O que a metodologia encontrou
A resposta desfez o nó de uma vez. Não era o meu Manuel. Era outro Manuel Bernardes, filho de outra mãe solteira, nascido no mesmo ano, na mesma região. A morte averbada pertencia à vida de um homônimo. O que parecia o clímax da investigação não passava de uma coincidência de nome e de ano.
Confesso que, quando um caso vira assim, a primeira palavra que me vem à cabeça é sorte. Mas não é sorte. Foi o mapeamento das dez localidades e o disparo simultâneo que fizeram com que um dos últimos registros a responder chegasse com todos os dados batendo. A sorte é apenas o nome que damos ao método quando ele funciona.
Com o assento correto em mãos, descobri que o nome era composto. Manuel Alberto Bernardes. E o nome completo destravou o resto. Localizei o registro de embarque, e a vida se remontou diante de mim. Um rapaz que deixou a mãe e migrou aos dezessete anos, junto com o primo e com outros jovens da mesma aldeia, rumo ao lugar onde o primo já estava, o Rio de Janeiro. Chegou à cidade e foi para a zona portuária, porque foi ali que o primo arranjara trabalho para ele e para os demais. Mais tarde encontrou o seu ofício como garçom, e nunca se afastou das imediações do porto.

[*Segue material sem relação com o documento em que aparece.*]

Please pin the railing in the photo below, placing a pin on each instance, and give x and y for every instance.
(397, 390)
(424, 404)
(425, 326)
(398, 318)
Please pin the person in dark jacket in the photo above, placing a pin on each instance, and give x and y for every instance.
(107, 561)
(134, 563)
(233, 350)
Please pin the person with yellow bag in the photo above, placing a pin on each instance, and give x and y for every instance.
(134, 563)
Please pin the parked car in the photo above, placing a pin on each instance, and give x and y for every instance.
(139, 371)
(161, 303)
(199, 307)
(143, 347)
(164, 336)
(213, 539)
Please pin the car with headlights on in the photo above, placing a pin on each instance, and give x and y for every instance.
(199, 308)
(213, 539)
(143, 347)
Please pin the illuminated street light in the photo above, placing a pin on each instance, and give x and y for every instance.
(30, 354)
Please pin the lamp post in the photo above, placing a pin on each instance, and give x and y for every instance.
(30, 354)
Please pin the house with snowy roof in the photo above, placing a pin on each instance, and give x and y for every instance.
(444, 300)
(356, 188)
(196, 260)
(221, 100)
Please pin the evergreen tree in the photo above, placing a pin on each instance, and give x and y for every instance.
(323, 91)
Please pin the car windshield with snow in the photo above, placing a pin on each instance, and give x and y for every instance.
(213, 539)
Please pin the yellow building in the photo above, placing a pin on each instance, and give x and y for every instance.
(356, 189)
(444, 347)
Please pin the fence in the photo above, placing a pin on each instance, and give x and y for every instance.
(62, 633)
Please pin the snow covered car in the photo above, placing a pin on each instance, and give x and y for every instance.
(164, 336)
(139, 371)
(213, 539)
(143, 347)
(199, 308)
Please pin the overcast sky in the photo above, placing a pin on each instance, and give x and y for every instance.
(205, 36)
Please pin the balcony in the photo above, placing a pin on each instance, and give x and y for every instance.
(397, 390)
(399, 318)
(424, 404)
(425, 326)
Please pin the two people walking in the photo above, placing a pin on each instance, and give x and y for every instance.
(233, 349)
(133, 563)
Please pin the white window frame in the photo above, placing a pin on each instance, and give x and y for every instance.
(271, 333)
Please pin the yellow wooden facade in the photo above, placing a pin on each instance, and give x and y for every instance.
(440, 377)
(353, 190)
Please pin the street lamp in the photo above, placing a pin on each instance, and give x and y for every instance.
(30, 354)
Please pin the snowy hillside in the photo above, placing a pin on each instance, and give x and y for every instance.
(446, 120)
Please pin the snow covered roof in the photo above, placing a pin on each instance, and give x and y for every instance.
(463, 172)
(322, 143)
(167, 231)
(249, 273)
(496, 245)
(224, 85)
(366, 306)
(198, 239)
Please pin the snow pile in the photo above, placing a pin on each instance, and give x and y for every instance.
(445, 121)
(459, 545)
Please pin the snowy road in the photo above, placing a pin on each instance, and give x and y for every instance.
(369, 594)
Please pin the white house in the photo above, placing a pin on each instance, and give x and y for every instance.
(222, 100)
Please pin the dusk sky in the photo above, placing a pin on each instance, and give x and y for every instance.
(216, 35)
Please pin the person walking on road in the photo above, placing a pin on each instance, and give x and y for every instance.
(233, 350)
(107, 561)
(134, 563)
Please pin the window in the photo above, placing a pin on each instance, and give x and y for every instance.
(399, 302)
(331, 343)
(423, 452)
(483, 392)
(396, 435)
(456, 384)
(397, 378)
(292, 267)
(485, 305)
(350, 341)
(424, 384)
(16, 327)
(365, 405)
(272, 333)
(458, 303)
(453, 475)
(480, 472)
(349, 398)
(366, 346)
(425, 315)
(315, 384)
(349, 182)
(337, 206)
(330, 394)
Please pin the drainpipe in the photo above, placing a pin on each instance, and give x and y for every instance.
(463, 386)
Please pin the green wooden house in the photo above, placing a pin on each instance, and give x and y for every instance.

Há um detalhe que fica comigo. Manuel era filho de mãe solteira e nunca escondeu isso. Poderia ter feito como tantos que, ao se estabelecerem do outro lado do oceano, recontaram a própria vida, inventaram um pai, adotaram um sobrenome mais confortável, deram a si mesmos uma origem sem arestas. Ele não fez nada disso. Carregou de cabeça erguida aquilo que a sua época insistia em tratar como estigma. E a família, que chegara até mim com um mito cristalizado, o Lalín de uma prima, viu diante de si o antepassado ganhar corpo, nome inteiro e trajetória documentada.
Casos como o de Manuel me lembram por que a palavra história guarda, na raiz, a ideia de investigar. Cada pesquisa séria é quase uma tese. Parte de uma hipótese, resiste a uma cadeia de negativas, corrige o rumo quando os fatos exigem e só se encerra quando o documento certo aparece. O mito familiar tem o seu valor, porque guarda afeto e memória, mas não substitui o assento. E, muitas vezes, o que ele esconde é uma história ainda mais bonita do que aquela que se vinha contando.